Read Servant of the Bones Online
Authors: Anne Rice
“ ‘Ah, I see. Well, your eyes are fine now. I need the Canaanite tablet that brought you into being. I need the bones.’
“ ‘You don’t have them here?’
“ ‘Hell, no,’ he said. ‘A pack of fools stole them. Desert bandits. They set upon Cyrus’s party, slew them for every bit of gold they wore, and went off with the casket. They think the bones are solid gold. Only one Persian lived to reach the nearby village. Messages were sent. Now, you have to go and
find the bones and the tablet, the whole casket, and bring it to me.’
“ ‘I can do this?’
“ ‘Certainly. You came when I called you. Go back to that place, or to the place from which you came. See, this is the secret of magic, my son. Be specific. Say I wish to return to the very place from which I came. That way, if the bandits have wandered ten miles from where you were when you heard my summons, you’ll apprehend them. Now when you reach that place, remain corporeal and kill these thieves if you can. If you are not strong enough to do this, if they combat you with physical weapons which make you stagger, if they hurl charms at you that frighten you—and I warn you there isn’t a charm on earth that ought to frighten the Servant of the Bones—then become incorporeal, but take the bones with you, gather them to yourself as though you were a funnel of desert wind, gather them and bring them to me. I will deal with these thieves later. Go, bring the bones to me.’
“ ‘But you do prefer that I kill them?’
“ ‘Desert bandits? Yes, kill them all. Kill them easily with their own weapons. Don’t bother with magic. It would be a waste of strength. Grab their swords and cut their heads off. You’ll see their spirits for a moment, shout at them to frighten them, believe me you won’t have any trouble. Maybe that will soothe your pain. Go on, get the bones for me and the tablet.
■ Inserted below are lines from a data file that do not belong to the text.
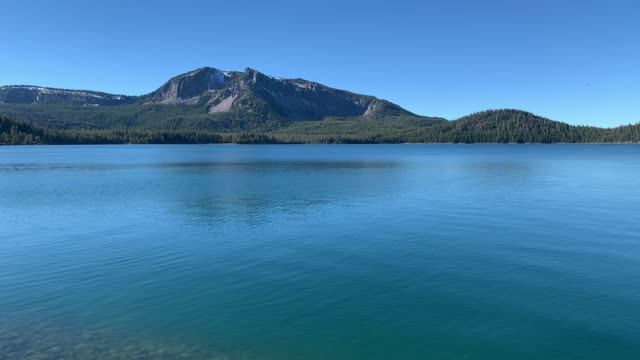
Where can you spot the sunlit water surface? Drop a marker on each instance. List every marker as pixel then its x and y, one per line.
pixel 320 252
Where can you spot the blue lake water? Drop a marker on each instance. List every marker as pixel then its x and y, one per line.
pixel 320 252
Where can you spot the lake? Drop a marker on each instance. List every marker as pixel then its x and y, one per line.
pixel 320 252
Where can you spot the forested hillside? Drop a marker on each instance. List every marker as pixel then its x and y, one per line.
pixel 494 126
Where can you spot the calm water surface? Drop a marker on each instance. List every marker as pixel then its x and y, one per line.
pixel 320 252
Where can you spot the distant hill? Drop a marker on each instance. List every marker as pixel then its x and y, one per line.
pixel 211 105
pixel 494 126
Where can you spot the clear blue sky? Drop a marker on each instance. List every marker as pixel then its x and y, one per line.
pixel 573 61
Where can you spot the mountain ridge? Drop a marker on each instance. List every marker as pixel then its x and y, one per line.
pixel 219 91
pixel 211 105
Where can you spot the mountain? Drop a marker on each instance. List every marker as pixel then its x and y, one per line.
pixel 208 105
pixel 25 94
pixel 193 99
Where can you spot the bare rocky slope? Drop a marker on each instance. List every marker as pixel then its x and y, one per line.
pixel 208 91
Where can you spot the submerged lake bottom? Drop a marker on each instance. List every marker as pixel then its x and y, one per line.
pixel 320 252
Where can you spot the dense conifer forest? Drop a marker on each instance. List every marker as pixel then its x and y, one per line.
pixel 494 126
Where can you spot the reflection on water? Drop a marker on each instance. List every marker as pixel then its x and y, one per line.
pixel 320 252
pixel 44 340
pixel 287 165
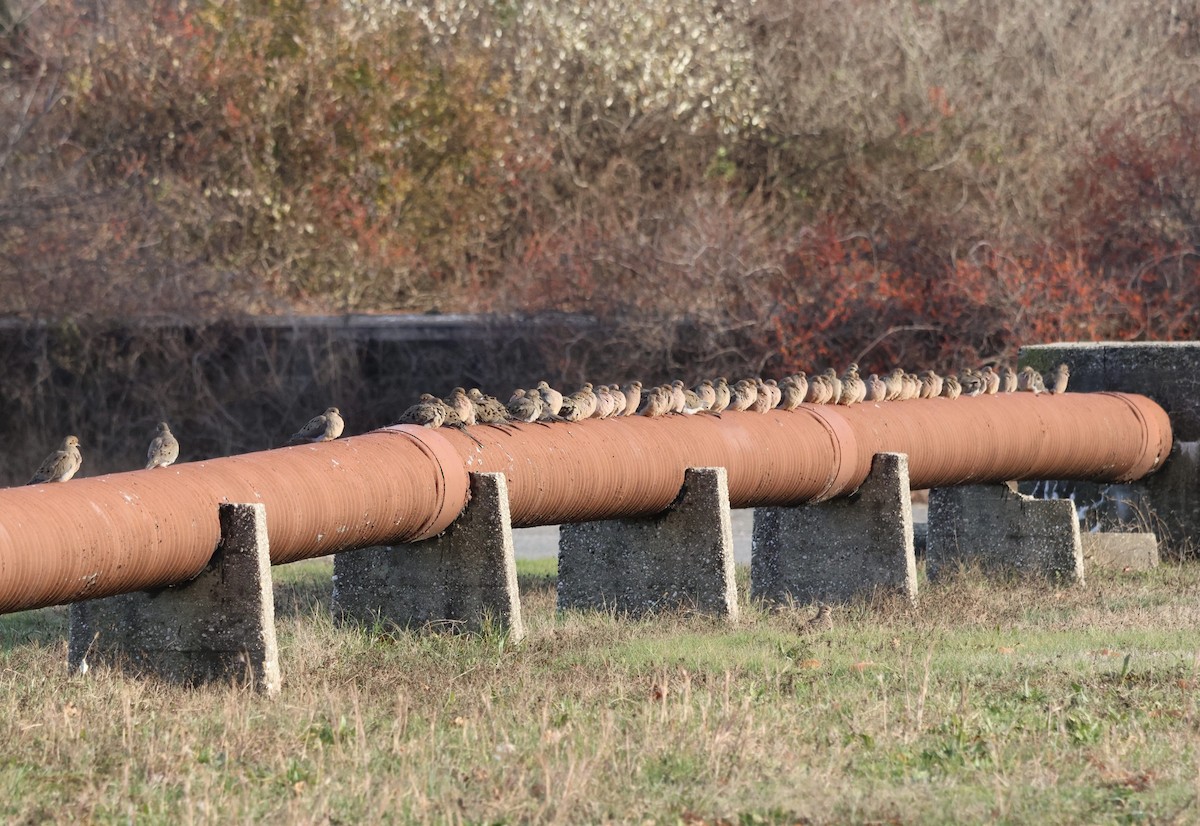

Hurry.’
“I stood up.
“ ‘Do I have to tell you what to say?’ he prodded. ‘Ask that you be returned to the place from which you came, and that all the articles of your present body wait at your beck and call to surround you and make you visible and strong when you reach the location of the bones. You’ll love it. Hurry. I estimate this will take you until suppertime. I will be dining when you get back.’
“ ‘Can anything happen to me?’
“ ‘You can let them frighten you so that you fail and I can laugh at you,’ he said with a shrug.
“ ‘Could they have powerful spirits?’
“ ‘Desert bandits, never! Look, you’ll enjoy it! Oh, and I forgot to tell you, when you begin your return, of course become invisible. They’ll all be dead, you’ll hold the casket tightly inside your spirit body, like so much wind surrounding it. I don’t want you walking back here in a body with that casket. You have to learn to move things. If anyone sees you, ignore that person because you’ll be gone from the sight of that being before he begins to make sense of what he’s seen. Hurry.’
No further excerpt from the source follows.